Back in the waiting room Tyler put the cage on the counter and pulled a packet of toy mice off a display stand. ‘Do these have catnip in?’ she asked the receptionist.
‘Yes,’ the receptionist replied.
‘Good. I’ll take five packs. She deserves them.’
At the flat Tyler released Zuzu and went to the toilet. I went into the kitchen and started unpacking the bag of cocktail ingredients she’d bought to cheer us up.
‘Give her a mouse!’ Tyler shouted from the bathroom.
I opened one of the packets of mice and threw a blue mouse down the hall. Zuzu looked at me, then at the mouse, then back at me. She scissored her legs and began licking a splayed back foot. ‘She won’t play,’ I shouted.
‘How are you doing it?’
‘I dunno, throwing it.’
‘Drag it along by the wall. You have to make it seem as though it’s looking for shelter. Cats love that shit. My dad used to say that their pleasure in cruelty showed a certain level of intelligence. We had about ten of them living around the ranch. Feral but dignified. He found one of them dead on the porch one winter, frozen solid. He picked it up and carried it round the back of the house and rapped on the kitchen window with it. My mom said it was stretched out completely stiff, like a baguette.’
The toilet flushed. She came out into the hall.
‘How did that go?’
She grimaced. ‘Slugs in jelly. It’s the stress.’ Zuzu started vigorously scratching the carpet, looking at Tyler. ‘Yes, you’re so good at scratching. Really, I have raised a magnificent little show-off. I could not be more proud.’
The cat jumped up on the window, looked out at the rain, turned back to Tyler and howled.
‘Yes, yes, dearest,’ Tyler said, walking over to Zuzu and stroking her. She turned to me. ‘I can’t go away again. I can’t abandon her like that. To her, I am God. Look, see, right now she’s saying, Turn the big light back on, would you? I control her food, her warmth, her entertainment. Why would I not be in control of the sun?’

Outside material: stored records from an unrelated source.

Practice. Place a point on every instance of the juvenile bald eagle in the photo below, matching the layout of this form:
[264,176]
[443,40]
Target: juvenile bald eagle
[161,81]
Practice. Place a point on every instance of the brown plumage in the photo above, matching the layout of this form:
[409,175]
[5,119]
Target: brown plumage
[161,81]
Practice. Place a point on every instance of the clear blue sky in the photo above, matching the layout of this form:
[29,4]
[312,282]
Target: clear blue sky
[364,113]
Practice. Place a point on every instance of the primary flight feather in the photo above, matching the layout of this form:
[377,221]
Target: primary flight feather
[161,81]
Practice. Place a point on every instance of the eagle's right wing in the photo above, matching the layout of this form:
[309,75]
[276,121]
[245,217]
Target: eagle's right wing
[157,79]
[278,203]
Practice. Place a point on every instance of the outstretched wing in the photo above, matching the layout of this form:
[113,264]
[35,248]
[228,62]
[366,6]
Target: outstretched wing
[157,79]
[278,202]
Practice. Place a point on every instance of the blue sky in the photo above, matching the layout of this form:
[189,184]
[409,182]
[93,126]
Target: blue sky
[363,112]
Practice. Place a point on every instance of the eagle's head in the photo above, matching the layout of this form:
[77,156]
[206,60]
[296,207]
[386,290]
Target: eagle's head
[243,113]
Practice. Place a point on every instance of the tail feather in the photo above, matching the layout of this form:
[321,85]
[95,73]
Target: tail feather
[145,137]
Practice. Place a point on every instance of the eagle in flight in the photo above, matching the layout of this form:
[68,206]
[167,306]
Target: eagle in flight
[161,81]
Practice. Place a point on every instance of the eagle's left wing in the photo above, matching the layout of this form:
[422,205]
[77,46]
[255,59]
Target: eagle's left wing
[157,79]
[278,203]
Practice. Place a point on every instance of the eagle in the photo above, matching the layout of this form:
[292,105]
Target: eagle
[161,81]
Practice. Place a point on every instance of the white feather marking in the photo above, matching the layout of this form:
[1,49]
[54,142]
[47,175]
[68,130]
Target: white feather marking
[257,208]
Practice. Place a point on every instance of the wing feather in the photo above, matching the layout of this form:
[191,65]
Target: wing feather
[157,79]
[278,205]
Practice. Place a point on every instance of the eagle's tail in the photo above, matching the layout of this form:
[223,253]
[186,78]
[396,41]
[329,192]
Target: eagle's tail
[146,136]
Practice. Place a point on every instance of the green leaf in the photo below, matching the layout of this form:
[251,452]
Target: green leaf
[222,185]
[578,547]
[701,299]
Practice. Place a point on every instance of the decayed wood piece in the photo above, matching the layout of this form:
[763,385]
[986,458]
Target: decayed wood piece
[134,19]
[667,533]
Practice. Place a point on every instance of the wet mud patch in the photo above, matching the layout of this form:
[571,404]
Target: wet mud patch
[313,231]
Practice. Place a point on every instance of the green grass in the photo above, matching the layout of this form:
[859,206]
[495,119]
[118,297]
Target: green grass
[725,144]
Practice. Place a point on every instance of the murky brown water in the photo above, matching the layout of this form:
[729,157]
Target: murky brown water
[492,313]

‘That’s the beauty of pets, I guess. They never outgrow you.’
‘Too true. She will never look down on me and say, You fucking mess. She will always be in awe. Now how about a martini? I don’t think I can handle any more packing today.’
I looked to where she’d been sorting books. There were barely ten in a pile I supposed was mine. I stared at them for a few minutes and then shrugged and followed her to the kitchen. She took two different-sized martini glasses from the cupboard and put them in the fridge. She rinsed a jam jar with vermouth and poured it out into a bowl. Shook vodka with ice in the jam jar and prepared to strain it with a cheese grater. Tyler made great martinis. That’s right, I sold my soul for mixology skills. So who’s the big fool? Satan, that’s who! SUCKER. She hooked up her phone to the digital radio to play music through the speakers and put on one of her favourites: ‘Cocktails for Two’ by Spike Jones & His City Slickers.
She handed me a martini. The song giddied up with a whizz and a pop. ‘I’ve been thinking about my birthday.’
My mind flicked to Stockholm and back again.
‘Jeannie was going to come up for it and get a break from the baby but she’s been back in rehab.’
‘Fuck.’ I put my cocktail down. ‘ Fuck. ’
Tyler slurped her martini. ‘Best place for her. I think the christening sent her under.
‘So it’ll just be me, you and Nick.’
‘Nick?’
‘Yes, he’s one of us, don’t worry.’
‘I didn’t realise you’d got so close.’
She tilted her head. ‘Oh yes, I quite like him. He treats sex like it’s a race. He just fires ahead and says That’s me! when he comes. Then he rolls off. But I’m onto him now, so I go for it and shout LOSER! in his face when I beat him. It feels like a really honest transaction.’
My phone beeped in my pocket. I pulled it out and looked at the screen.
Kirsten can’t do it but says thanks x
‘Oh, that’s a shame,’ I said.
‘What is?’
‘They can’t get organic ham for the buffet, only beef.’
She started making a second round of martinis. I drank half of mine in one gulp. Bliss, there, for a second, in the unsullied alcohol. I felt my blood being exchanged for vodka and was glad. My phone beeped again in my hand. I looked at it, thinking Jim might have sent the message twice by mistake or be following up — but no.
A picture message.
A pink-grey thing, for which interpretations rolled and wrestled within my mind’s back-catalogue of similar objects — balloon animals, raw sausage, Nessie ? — before the undeniable truth.